Wife: I’m growing some vegetables.

Me: What if the pig eats them?

Wife: Then I’m growing porkchops.

@panmidwest

JOSEPH: who did you name me after?
ME: you were named after my grandfather
GREGGNOG: what about me dad?

@shariv67

Just realized the Master Card logo is a Venn diagram.

@ThugRaccoons

Therapist: Ok *sigh*, what is it this week?

Me: Same issue. I just can’t get past the breakup. It still seems surreal.

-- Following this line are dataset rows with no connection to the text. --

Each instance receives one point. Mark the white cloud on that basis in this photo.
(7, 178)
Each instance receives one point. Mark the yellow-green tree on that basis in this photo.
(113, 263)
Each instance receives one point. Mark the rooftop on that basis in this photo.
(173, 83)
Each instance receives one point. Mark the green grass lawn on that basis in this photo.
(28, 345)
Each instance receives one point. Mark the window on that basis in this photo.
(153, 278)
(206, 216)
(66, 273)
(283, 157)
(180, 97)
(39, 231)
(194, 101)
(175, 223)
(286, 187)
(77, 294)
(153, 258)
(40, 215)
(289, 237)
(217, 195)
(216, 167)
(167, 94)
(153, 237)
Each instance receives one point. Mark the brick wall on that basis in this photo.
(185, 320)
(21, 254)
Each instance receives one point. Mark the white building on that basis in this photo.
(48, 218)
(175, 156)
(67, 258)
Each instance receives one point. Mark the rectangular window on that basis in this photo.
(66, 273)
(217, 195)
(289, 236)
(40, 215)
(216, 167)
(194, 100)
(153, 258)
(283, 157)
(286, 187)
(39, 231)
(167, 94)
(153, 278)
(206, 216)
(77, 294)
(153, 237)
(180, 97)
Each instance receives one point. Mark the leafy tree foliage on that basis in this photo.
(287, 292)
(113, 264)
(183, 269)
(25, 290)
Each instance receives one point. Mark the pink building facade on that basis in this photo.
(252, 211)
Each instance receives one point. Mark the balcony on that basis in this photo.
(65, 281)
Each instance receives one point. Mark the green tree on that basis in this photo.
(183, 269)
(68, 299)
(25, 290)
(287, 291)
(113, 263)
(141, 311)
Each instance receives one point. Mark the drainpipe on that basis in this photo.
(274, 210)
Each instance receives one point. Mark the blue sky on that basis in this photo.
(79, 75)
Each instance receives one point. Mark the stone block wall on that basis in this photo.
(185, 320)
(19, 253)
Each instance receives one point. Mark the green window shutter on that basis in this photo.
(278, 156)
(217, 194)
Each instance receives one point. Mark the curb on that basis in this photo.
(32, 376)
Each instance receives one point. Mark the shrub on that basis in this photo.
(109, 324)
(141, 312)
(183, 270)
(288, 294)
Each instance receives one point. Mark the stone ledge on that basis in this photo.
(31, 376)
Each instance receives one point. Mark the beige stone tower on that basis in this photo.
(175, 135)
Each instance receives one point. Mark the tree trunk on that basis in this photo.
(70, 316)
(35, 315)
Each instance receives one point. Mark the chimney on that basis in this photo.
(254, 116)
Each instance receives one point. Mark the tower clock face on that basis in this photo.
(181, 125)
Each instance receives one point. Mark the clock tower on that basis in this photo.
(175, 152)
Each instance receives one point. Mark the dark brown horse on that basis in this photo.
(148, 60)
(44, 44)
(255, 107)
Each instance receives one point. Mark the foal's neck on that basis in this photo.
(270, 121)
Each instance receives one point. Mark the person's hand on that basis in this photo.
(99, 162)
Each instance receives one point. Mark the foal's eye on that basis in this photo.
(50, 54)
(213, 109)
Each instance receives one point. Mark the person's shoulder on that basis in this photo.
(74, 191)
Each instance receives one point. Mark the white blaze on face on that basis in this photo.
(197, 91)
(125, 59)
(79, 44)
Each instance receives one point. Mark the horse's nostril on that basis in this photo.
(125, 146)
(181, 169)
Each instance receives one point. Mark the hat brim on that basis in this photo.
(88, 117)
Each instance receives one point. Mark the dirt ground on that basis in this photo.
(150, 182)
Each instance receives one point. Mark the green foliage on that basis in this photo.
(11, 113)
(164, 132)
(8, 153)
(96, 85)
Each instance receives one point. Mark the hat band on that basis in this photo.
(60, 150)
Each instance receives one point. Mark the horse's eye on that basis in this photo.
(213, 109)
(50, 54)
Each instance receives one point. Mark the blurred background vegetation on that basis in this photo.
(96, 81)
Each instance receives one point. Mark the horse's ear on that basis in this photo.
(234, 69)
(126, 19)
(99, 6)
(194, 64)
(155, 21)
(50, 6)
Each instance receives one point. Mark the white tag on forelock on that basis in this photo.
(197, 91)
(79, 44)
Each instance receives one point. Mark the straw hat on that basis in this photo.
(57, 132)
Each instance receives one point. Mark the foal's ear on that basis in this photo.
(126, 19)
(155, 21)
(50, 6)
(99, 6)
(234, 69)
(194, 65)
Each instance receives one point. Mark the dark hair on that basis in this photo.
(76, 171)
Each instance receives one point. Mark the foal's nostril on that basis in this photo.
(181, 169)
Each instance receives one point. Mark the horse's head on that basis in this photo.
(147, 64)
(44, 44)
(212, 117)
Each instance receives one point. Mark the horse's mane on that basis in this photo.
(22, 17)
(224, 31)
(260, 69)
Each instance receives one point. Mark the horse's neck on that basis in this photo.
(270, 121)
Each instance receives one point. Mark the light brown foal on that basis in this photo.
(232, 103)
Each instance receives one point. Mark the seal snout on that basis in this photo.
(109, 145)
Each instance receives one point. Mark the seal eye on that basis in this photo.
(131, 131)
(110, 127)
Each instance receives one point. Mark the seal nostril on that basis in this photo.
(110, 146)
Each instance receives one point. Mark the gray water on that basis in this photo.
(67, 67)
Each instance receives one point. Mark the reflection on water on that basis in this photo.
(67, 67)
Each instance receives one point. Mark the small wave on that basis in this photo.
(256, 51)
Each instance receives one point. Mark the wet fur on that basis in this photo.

Therapist: Look, we’ve been over this repeatedly. Yugoslavia is not getting back together

@GrantTanaka

u buy breath mints? who needs to buy breath mints, people give me breath mints all the time, they just hand it to me like “here, take this.” also, why are u buying soap

@hippieswordfish

‘911 HELP SOMEONE BROKE INTO MY HOUSE’

uh ok, wow. not loving your tone. why don’t you hang up, lose the ‘tude and lets try that again, pal

@ch000ch

need to find a better way to trick my dog into taking his medication bc the last 2 times he tricked me into taking it

@djdarrellripley

Me: It’s not often that a single guy like me gets a home cooked meal.

Her: Why don’t you get married?

Me: I’ve never been that hungry.

@JessicaVarsity

Just remember, you can’t please everyone.

So just focus on what’s important, pleasing me.